Note that if the src (source) or dst (destination) flags are not used to qualify the ip/port/net numbers specified, tcpdump assumes either source or destination:
src port number "from this port" dst port number "to this port" port number "to or from this port" src ip address "from this IP" dst ip address "to this IP" ip address "to or from this IP" src net number "from this network" dst net number "to this network" net number "to or from this network"
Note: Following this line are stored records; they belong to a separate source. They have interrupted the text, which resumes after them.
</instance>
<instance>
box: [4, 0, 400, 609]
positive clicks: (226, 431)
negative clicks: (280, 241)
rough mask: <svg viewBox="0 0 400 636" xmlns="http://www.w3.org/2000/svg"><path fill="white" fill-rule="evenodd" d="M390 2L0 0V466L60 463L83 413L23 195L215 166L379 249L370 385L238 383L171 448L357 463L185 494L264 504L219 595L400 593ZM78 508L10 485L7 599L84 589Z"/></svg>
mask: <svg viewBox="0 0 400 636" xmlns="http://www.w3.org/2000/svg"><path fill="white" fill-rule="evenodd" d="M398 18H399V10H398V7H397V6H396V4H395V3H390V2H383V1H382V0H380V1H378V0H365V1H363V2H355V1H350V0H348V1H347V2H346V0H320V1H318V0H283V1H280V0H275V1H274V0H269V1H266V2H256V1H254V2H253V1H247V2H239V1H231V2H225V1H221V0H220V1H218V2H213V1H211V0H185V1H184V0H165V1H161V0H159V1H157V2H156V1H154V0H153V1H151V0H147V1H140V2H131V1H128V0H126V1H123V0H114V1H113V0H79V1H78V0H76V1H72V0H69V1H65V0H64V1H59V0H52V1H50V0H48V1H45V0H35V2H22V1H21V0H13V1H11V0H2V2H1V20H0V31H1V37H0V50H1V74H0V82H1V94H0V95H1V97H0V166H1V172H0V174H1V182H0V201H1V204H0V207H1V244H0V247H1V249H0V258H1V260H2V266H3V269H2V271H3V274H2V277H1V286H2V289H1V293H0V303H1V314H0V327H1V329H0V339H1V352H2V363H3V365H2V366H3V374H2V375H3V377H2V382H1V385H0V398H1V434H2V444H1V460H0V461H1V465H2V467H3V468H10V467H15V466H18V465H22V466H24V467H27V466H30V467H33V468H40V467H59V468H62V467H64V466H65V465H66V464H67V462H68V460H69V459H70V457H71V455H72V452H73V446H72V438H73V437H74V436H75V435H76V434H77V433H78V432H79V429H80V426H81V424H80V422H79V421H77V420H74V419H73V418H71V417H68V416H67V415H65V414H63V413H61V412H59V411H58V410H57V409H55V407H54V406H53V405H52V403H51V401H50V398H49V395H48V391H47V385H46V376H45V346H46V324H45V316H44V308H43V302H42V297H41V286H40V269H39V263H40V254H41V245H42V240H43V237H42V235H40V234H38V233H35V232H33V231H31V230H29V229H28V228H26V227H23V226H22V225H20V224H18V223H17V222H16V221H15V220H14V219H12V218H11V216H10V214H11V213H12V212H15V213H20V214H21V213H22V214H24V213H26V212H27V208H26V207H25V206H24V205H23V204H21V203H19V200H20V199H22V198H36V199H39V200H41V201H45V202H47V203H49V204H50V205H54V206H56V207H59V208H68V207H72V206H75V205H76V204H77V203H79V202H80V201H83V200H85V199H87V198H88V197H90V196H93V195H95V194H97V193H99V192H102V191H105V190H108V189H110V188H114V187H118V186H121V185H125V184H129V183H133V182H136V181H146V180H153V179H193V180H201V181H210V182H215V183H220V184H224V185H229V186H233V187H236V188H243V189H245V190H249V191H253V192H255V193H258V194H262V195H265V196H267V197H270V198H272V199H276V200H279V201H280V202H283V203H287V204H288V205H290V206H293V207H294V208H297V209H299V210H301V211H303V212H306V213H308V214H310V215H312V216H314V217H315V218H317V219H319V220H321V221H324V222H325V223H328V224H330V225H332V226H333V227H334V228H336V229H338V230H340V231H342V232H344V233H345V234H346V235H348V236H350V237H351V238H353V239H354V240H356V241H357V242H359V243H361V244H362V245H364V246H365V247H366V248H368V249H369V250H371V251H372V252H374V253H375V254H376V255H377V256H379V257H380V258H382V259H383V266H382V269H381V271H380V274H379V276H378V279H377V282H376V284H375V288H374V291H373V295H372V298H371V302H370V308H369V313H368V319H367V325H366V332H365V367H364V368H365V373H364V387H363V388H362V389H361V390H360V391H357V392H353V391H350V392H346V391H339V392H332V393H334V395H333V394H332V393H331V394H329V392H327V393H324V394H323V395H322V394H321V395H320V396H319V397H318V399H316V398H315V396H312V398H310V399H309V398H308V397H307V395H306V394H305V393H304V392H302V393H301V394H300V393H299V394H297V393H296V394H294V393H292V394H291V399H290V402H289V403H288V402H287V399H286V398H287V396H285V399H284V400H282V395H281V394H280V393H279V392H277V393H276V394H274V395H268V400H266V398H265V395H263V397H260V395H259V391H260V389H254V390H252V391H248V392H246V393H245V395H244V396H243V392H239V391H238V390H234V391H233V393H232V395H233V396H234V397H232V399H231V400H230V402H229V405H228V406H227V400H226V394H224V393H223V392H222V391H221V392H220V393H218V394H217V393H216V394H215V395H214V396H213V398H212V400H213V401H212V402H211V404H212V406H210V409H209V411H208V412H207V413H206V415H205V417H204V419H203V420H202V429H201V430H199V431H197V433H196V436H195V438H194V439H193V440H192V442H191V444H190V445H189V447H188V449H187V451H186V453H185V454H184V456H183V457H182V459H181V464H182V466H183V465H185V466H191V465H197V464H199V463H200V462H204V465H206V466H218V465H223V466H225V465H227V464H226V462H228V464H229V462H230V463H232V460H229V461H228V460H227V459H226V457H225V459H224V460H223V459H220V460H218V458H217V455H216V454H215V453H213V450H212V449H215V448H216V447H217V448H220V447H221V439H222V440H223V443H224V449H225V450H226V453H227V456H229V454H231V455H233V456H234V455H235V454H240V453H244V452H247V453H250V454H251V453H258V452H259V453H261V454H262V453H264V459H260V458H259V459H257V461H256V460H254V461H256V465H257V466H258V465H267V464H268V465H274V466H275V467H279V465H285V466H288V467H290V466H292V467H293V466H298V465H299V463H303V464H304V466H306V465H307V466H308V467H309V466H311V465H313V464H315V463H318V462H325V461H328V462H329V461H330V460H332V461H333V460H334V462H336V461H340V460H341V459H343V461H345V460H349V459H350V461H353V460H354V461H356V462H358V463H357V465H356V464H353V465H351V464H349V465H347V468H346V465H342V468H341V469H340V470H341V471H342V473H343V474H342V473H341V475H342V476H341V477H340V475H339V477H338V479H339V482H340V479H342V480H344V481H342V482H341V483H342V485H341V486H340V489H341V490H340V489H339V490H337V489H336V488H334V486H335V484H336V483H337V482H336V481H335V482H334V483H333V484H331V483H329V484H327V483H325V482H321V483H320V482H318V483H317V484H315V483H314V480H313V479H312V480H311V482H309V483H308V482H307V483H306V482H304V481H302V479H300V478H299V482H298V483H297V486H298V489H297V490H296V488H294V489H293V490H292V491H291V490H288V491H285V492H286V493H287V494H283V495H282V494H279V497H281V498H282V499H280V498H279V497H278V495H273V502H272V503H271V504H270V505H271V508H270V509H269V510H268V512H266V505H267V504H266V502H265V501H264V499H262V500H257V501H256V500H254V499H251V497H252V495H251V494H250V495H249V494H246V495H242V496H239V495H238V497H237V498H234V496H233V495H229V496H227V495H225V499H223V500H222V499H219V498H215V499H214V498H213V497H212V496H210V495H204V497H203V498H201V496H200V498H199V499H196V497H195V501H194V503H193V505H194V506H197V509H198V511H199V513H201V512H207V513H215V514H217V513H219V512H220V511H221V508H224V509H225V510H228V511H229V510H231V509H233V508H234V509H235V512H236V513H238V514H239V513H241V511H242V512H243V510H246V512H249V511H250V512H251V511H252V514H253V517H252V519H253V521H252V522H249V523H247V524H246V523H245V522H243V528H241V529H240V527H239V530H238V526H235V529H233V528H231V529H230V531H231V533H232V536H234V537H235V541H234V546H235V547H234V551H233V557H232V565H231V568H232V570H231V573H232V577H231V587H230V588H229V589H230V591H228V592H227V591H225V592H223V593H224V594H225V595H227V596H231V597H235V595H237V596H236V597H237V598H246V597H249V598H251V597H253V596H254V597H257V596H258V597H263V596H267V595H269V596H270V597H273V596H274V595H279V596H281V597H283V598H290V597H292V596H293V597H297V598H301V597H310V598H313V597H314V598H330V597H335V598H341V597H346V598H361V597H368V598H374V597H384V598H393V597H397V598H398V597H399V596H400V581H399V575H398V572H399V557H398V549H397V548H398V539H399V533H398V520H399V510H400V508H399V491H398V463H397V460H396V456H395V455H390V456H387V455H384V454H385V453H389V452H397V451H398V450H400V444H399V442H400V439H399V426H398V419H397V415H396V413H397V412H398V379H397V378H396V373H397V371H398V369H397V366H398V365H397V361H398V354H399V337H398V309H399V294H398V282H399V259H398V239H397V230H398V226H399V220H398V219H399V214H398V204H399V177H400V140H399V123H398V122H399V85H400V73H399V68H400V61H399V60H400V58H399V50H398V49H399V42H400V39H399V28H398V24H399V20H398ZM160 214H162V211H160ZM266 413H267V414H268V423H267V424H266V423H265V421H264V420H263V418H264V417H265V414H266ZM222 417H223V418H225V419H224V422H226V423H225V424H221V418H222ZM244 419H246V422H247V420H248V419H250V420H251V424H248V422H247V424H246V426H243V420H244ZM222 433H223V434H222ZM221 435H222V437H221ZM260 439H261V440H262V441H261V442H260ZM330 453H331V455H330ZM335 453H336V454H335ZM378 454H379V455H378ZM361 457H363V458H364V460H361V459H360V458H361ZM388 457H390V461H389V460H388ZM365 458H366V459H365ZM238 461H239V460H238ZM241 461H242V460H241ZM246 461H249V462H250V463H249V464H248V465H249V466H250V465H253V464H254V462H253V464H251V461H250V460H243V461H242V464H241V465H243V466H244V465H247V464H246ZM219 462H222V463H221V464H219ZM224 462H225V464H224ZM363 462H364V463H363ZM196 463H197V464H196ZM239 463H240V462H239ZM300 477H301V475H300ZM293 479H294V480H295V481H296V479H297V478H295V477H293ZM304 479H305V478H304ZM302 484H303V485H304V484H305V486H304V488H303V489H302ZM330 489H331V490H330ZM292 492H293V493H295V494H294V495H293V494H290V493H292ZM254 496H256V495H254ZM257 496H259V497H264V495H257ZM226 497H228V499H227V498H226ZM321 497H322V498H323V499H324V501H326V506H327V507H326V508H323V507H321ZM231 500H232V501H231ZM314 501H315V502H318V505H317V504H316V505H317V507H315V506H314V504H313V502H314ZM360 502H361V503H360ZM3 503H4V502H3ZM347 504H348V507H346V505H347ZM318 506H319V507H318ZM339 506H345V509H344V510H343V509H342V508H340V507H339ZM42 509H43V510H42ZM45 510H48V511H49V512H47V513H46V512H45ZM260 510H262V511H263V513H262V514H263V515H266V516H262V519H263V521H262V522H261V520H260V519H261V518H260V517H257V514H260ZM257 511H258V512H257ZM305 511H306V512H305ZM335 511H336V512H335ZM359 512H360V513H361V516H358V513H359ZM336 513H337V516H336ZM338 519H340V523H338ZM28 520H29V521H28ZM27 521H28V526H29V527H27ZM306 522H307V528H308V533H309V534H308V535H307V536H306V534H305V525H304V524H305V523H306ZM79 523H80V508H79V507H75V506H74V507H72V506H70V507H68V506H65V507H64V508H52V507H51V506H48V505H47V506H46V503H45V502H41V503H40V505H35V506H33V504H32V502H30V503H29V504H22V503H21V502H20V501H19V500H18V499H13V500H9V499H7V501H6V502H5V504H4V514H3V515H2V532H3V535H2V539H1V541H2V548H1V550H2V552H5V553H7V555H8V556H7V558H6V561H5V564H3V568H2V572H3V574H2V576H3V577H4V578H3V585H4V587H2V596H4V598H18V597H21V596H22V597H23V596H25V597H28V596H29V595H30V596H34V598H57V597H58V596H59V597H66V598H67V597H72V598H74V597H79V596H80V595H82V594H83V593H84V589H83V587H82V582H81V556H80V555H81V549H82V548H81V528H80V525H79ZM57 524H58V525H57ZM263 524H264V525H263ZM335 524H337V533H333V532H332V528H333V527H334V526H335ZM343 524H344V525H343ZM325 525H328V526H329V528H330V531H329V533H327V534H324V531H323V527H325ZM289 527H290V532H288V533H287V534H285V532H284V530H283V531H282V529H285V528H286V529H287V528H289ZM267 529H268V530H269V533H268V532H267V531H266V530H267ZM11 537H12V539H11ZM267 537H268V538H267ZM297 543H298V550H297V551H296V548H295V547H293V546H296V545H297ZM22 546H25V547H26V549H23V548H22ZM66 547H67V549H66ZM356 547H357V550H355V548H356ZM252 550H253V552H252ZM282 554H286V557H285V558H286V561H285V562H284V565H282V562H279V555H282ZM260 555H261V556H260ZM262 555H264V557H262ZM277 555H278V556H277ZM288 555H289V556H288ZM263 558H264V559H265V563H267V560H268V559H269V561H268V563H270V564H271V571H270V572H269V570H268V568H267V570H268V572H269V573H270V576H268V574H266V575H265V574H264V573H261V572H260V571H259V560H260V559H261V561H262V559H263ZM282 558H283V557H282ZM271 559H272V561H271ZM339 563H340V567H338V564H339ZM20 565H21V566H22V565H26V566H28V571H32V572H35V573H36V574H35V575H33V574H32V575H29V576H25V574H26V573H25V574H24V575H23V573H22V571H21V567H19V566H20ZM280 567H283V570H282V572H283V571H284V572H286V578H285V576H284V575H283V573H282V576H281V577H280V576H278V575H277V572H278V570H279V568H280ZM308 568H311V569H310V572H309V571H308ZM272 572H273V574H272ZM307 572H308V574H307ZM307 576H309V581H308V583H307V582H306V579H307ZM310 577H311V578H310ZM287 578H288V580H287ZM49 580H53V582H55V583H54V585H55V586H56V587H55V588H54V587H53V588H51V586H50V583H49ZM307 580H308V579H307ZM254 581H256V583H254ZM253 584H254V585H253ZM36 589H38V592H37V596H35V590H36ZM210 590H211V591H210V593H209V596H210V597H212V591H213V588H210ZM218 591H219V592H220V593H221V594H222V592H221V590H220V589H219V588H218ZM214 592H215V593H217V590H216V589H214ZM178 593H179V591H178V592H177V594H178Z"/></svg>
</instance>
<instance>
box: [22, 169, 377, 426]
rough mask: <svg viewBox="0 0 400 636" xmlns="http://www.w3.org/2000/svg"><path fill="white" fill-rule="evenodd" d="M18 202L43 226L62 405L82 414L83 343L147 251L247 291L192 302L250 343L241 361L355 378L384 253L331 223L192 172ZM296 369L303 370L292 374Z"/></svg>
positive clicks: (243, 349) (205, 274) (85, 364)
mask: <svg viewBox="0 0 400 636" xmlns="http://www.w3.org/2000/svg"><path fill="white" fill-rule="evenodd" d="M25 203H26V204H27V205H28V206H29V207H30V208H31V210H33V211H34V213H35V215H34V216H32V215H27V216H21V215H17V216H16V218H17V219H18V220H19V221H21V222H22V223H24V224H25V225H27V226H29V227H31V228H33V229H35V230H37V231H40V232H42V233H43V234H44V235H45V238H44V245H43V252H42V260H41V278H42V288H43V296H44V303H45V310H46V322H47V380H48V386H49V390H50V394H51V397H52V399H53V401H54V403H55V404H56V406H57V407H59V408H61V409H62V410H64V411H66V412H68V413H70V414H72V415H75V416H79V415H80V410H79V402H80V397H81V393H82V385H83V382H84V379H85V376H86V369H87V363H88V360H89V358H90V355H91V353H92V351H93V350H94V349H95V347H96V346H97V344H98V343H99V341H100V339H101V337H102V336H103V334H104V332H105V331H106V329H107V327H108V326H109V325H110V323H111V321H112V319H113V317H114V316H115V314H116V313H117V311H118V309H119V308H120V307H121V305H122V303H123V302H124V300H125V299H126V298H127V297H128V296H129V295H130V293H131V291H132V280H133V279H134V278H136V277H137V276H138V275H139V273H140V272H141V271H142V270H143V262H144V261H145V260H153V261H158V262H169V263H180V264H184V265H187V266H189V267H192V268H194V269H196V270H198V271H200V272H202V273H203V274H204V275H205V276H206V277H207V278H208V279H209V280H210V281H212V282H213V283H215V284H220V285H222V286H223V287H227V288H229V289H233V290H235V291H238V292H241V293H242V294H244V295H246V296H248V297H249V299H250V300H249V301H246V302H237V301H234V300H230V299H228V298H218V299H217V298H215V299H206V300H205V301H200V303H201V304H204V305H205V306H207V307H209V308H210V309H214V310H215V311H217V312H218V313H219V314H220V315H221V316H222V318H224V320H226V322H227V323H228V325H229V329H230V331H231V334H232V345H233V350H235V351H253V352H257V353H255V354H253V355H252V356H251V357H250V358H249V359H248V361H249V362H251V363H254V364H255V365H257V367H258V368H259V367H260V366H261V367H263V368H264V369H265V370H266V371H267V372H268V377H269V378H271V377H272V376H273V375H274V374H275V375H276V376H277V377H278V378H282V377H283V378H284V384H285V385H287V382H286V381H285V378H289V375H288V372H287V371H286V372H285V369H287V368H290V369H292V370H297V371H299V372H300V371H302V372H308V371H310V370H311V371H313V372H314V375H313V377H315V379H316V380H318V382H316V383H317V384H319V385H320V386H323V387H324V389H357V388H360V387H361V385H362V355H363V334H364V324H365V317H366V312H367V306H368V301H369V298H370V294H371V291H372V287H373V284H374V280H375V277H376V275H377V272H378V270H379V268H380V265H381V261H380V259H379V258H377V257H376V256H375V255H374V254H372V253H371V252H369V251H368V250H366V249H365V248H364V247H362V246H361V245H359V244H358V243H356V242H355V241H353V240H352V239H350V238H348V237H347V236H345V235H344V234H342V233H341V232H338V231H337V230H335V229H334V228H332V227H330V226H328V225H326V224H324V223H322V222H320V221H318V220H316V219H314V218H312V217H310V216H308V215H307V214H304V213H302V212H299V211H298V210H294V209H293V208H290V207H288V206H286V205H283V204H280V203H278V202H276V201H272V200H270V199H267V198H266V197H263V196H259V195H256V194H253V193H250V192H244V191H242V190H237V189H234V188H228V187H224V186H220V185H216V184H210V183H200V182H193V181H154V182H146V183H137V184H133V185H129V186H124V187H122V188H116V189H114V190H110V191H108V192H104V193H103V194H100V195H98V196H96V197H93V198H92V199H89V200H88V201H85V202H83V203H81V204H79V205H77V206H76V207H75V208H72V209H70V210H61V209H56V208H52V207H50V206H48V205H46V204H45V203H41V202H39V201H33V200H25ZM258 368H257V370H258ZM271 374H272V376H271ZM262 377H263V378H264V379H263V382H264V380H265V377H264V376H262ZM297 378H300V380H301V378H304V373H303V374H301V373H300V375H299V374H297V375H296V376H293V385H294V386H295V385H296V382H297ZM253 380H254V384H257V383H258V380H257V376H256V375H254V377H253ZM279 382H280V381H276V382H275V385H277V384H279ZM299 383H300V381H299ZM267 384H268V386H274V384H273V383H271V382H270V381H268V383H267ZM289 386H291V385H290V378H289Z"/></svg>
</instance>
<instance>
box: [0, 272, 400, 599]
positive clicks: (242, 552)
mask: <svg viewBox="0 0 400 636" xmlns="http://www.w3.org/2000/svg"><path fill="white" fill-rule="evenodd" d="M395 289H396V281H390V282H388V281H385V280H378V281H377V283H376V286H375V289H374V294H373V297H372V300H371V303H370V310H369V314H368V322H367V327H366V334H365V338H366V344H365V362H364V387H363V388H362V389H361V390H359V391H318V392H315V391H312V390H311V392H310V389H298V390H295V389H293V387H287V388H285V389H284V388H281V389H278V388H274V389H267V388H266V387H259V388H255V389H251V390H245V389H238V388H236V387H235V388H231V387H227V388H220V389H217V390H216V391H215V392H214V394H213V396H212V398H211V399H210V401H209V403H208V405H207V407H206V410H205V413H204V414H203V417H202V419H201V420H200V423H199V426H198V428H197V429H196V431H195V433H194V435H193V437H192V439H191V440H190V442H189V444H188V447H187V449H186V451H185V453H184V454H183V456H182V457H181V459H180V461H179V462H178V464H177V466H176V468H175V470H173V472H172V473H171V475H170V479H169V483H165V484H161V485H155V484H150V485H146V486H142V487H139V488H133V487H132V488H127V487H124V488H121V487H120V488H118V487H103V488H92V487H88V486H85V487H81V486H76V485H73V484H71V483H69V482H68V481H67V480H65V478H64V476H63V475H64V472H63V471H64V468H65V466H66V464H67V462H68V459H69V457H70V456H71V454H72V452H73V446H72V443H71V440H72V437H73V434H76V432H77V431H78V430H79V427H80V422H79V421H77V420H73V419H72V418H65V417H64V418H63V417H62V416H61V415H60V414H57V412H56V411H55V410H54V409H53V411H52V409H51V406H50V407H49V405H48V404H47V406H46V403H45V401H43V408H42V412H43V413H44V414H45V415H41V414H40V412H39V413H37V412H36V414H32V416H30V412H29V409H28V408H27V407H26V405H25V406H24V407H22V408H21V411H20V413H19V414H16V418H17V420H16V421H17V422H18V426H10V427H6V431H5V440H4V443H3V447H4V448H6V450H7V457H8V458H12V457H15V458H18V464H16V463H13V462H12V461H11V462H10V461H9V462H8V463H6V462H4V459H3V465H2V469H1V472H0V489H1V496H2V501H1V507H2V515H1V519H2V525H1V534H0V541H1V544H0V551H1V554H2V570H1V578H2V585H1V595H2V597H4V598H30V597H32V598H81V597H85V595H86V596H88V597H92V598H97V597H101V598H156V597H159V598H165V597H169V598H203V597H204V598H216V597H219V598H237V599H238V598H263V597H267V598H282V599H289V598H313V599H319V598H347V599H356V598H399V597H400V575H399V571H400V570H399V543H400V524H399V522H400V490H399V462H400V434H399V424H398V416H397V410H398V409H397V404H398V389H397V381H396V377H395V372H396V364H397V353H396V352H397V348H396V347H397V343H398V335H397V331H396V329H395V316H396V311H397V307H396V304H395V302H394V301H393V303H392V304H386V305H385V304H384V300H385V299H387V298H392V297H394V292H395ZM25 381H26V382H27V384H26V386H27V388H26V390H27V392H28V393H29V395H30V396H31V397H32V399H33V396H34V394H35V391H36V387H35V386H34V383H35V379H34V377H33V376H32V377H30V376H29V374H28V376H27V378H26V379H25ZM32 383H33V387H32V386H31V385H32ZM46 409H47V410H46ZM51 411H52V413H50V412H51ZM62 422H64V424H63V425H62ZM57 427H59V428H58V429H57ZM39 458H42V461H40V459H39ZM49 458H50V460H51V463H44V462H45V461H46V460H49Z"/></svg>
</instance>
tcpdump understands boolean operators (and not or, etc) and can take hostnames, IPs, networks and protocols as arguments. The output is terse and hard to understand if you don't know what you're looking at or for; for this reason many folks prefer friendlier front-ends to tcp, such as ethereal.
ok, but is it useful?
Just tonight, I discovered that while I had login information for an FTP site I hadn't touched in years saved in my Windows FTP client, I didn't remember what that password WAS, and I needed it to give to somebody else. I looked in the data store for the FTP client, but unfortunately the passwords were stored as hashes. Rather than try to figure out the encryption algorithm used and then find a brute force cracker somewhere, I just shelled into my firewall and set up a tcpdump session to capture the packets:
ph34r# tcpdump -pw /home/jimbo/ftpsniff.tcpdump.bin -i xl0 dst port 21 tcpdump: listening on xl0
Now my firewall is monitoring all traffic through its inside interface, and dumping any packets headed out to an FTP server to the file /home/jimbo/ftpsniff.tcpdump.bin. So I fire up my Windows FTP client, connect to the FTP site and let it authenticate, and then immediately hit CTRL-C in ph34r to interrupt the tcpdump session:
ph34r# tcpdump -pw /home/jimbo/ftpsniff.tcpdump.bin -i xl0 dst port 21 tcpdump: listening on xl0 ^C 38 packets received by filter 0 packets dropped by kernel
And hex editing the raw tcp dump (I cheated and used UltraEdit on my windows box; I don't have a good text-mode hex editor for *nix yet. Anyone got any recommendations? see the discussion page...) and searching for PASS led me to this snippet:
Ta-da! Now I know the password for that FTP site. (Obviously you could use the same technique to find out OTHER people's passwords, if you ran the firewall they used to get out to the 'net... starting to see why the crypto geeks keep yelling about using secure authentication instead of plaintext?)